As pessoas podem ser não-binárias não apenas pela sensação de não se encaixar no homem ou na mulher bináries, mas também apenas por rejeitar o conceito de gênero ou pela vontade consciente de transgredir a cisnormatividade. Ser não-binárie pode ser um sentimento ou uma performance.

Há identidades exclusivas de pessoas neurodivergentes ou pessoas intersexo, e gêneros restritos de culturas, mostrando que a não-binaridade de alguém pode ser influenciada por condições mentais, corporalidade ou cultura. E essas exclusividades devem ser respeitadas.

Seja você registrade como homem ou mulher no nascimento ou alguém que transicionou para um desses gêneros, deixou de se identificar com ele, mesmo que por um dia, isso te torna uma pessoa não-binária por definição. Claro, se assim quiser. A não-binaridade não é uma regra ou uma imposição, ela é justamente a quebra de regras e imposições.

Inclusive, você pode se encaixar nos estereótipos de um gênero, ter apresentação e expressão socialmente "de acordo" com seu gênero de registro, ser indiferente com seu gênero de registro ou como as pessoas te percebem, e ainda ser não-binárie.

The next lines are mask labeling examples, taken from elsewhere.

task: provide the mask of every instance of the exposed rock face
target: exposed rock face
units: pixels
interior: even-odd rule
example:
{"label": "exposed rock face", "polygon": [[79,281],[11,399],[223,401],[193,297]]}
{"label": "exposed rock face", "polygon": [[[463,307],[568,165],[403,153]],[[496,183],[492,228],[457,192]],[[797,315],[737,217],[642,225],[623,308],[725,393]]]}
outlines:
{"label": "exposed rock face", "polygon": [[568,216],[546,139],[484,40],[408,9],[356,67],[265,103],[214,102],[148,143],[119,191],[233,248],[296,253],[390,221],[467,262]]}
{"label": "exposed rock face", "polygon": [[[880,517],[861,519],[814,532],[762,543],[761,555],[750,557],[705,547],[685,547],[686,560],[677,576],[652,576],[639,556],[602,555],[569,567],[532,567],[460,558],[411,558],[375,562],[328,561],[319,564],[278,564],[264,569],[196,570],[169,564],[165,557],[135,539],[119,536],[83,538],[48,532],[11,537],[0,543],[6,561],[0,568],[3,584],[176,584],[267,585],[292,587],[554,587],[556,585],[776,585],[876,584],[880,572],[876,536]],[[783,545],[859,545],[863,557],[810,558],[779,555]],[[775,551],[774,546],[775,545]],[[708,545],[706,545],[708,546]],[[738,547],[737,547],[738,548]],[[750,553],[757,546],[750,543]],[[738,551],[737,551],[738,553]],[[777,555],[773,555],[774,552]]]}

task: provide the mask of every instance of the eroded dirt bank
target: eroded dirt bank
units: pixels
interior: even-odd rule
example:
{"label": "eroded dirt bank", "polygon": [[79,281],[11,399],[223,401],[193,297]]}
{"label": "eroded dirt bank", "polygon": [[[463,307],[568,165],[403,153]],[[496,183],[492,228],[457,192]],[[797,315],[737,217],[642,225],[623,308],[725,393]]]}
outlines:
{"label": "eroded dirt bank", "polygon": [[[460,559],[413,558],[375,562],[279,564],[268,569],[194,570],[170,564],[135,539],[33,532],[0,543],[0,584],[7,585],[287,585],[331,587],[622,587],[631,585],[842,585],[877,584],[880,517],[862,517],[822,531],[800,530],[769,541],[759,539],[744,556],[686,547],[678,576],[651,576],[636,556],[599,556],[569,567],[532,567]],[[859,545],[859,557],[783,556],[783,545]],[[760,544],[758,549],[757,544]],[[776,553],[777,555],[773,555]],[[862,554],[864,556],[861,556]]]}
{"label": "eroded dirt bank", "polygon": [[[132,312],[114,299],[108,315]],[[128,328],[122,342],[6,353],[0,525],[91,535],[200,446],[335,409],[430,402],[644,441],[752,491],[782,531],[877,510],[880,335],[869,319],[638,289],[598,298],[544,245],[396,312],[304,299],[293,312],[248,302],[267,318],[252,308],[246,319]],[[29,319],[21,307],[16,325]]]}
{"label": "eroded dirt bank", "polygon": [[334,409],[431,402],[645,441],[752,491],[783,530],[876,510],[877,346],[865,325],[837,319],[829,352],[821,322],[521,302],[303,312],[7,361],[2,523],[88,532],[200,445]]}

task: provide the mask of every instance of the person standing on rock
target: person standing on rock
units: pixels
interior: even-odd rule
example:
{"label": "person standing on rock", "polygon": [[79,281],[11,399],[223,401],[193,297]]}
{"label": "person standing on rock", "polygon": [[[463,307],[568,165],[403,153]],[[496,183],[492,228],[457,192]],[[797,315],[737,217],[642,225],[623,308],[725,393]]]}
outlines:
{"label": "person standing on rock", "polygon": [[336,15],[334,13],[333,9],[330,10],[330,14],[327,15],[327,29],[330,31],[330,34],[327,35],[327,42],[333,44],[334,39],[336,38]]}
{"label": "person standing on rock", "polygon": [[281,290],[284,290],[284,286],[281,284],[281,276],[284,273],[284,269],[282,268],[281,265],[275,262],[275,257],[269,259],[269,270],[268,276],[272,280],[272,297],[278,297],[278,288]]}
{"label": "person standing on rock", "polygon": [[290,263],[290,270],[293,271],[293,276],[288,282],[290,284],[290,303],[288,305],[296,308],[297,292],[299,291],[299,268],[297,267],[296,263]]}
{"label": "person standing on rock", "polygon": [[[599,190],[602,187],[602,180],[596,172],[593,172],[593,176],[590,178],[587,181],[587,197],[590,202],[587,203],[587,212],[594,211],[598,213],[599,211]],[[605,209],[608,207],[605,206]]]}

Pelo conceito de transgênero, todas as pessoas n-b são trans. Porém, há não-bináries que não se identificam como trans ou não dizem ser trans, e isso deve ser respeitado. Em todo caso, pessoas n-b podem ou não ter disforias com o corpo, necessitando de cirurgias e hormonizações assim como a maioria das pessoas trans binárias.

Genderqueer (ou gênero queer) é um termo muito utilizado na anglosfera e pode ser adotado por qualquer pessoa que não seja cis. É considerado como uma forma mais radical de ser contra a cisnormatividade, por isso, assim como queer, é uma identidade mais política. No entanto há pessoas cis que usam esse termo para definir suas quebras de normas de gênero - os papeis ("homem tem que fazer isso, mulher nasceu pra fazer aquilo") e as apresentações (homem tradicionalmente masculino e mulher tradicionalmente feminina).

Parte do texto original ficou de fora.